La maggior parte delle persone guarda ai soldi nel modo sbagliato, come se fossero un male assoluto e ai ricchi come delle persone terribili. Io penso, invece, che con i soldi puoi fare del bene. Il denaro è potere, e questo non deve essere visto come una cosa negativa. Ci sono persone molto ricche che fanno molte attività benefiche. Riguardo alla mia arte, voglio che le persone guardino i miei dipinti e si emozionino nel dire che valgono più di quanto li hanno pagati e pensino che il loro valore continuerà a crescere.

Mister E

Perché hai deciso di focalizzare la tua arte sulla banconota da 100 dollari?

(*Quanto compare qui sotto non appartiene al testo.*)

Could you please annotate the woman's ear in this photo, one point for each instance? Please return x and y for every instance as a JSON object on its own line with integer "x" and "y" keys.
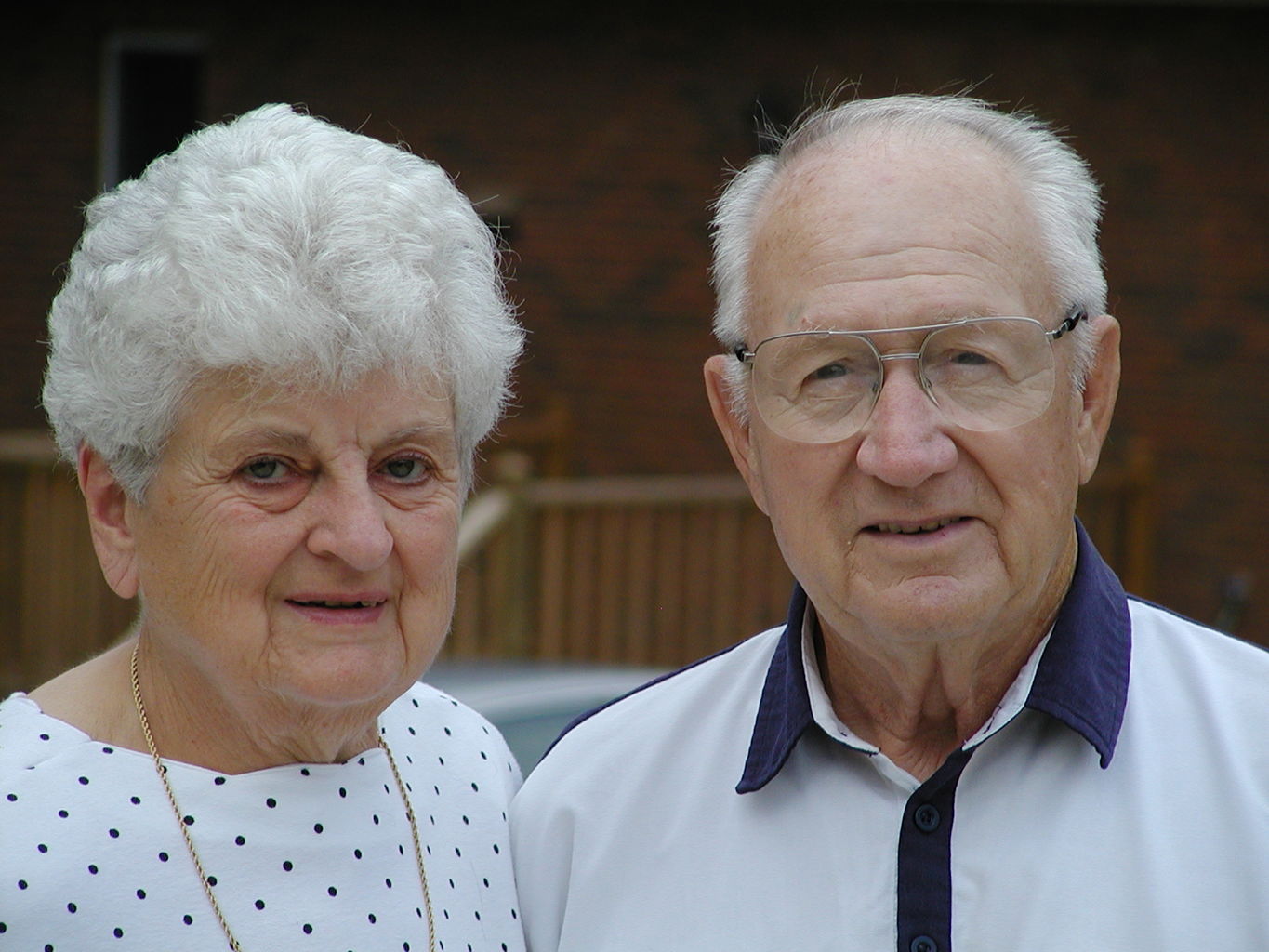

Tendenzialmente per fare qualcosa di diverso rispetto ad altri artisti che raffigurano nella propria arte la banconota da uno o due dollari. Inoltre nel 2013, l’anno in cui ho iniziato a occuparmi stabilmente di arte, è iniziata la circolarizzazione della nuova banconota da $ 100. Così ho pensato di dipingere un “nuovo denaro”. Quando ho iniziato, nel 2013, ho comunque realizzato anche banconote da uno o due dollari e banconote di altri stati.

Il denaro oggi è di plastica (carte di credito) o digitale (fintech o Bitcoin). Hai pensato di raffigurare queste nuove forme di denaro nella tua arte?

Per me dipingere la banconota da 100 dollari è come dipingere un ritratto. In ogni caso per la mia esibizione per Art Basel Miami, GoldBasel, ho anche realizzato alcuni E-coin.

Come hai costruito la tua carriera artistica?

Fare arte è una cosa semplice, ciò che è complesso è convincere le persone a spendere denaro per la tua arte! Per me è stato fondamentale l’uso di Instagram perché è uno strumento diretto e veloce grazie al quale puoi raggiungere una moltitudine di persone.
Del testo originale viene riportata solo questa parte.